When L turned 10 years old the only thing he wanted for his birthday was to adopt a dog. We already had a pooch, Gordon, but he was very attached to me and L wanted a dog to bond with him in the same way. So, we started looking. L found a little, reddish brown, twenty-five pound, eight month old girl that was in an animal foster home. We made a deal that L would care for her, clean up after her and take her through the 4H dog obedience program. (I know what you're thinking, but let me finish.) The day this little, fury baby came home we discovered she had been returned to the foster group twice, she didn't really know her name or the word "no", and she wasn't properly housebroken. All of that aside, she was moody, hungry, and had a habit of hiding toys instead of playing with them. The first night L scooped her up to take her to bed with him, she lay down on top the blanket with her back to him and growled when he tried to snuggle. L was patient, kind and consistent with this little red dog he named after a Phish song. He cleaned up her messes, fed her, played with her, lover her, and with a little help, quickly housebroke her. Over time Piper became the most affectionate, sweet, gentle dog I have ever had in my life. She began sleeping under the covers, as close to Logan as she could get, then she discovered room on his pillows for her sweet face. The next spring L and Piper joined 4H. He learned how to be a good dog owner, how to train her in basic obedience and she learned to be good, polite, sociable pooch, she learned to focus on L's words and body language. The two of them completed three years of the 4H program, three obedience competitions, and two years of another competition called Rally.
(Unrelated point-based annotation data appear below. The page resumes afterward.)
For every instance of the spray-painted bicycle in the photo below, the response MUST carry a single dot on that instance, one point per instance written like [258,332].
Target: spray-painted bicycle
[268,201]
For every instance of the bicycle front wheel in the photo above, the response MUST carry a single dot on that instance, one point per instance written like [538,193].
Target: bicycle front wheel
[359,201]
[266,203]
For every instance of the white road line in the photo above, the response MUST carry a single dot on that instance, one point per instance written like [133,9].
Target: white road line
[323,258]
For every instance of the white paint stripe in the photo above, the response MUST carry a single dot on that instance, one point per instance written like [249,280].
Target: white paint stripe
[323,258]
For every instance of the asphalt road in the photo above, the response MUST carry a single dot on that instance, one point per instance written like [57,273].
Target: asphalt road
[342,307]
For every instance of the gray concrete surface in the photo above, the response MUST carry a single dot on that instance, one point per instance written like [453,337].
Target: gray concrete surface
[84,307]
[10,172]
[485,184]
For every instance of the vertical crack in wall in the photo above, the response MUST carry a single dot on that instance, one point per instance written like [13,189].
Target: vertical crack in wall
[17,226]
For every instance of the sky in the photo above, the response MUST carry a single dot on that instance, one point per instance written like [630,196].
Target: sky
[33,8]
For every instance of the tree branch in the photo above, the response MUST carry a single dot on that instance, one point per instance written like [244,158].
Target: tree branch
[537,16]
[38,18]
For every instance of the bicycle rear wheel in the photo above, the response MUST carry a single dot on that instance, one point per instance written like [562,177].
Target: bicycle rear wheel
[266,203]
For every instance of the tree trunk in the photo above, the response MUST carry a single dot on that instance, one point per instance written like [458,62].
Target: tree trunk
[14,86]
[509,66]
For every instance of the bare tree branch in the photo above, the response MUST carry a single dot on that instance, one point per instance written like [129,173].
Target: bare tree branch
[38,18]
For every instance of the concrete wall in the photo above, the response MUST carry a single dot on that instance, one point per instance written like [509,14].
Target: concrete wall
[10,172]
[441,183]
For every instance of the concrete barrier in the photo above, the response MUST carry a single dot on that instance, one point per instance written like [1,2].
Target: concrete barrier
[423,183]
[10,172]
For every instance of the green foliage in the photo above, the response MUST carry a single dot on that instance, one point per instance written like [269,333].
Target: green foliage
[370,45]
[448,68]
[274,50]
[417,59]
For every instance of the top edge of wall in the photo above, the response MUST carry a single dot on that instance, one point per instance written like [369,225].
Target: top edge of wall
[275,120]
There are many days Piper's love and affection bring light to my world. This little dog with a huge personality, with so much love to give. Most would say we rescued her, but really, she was just always meant to be with us. She lays next to me as I type, comfortable and secure between my legs and the back of the couch, her breathing slow and steady, this amazing dog that was returned twice so we could bring her home forever.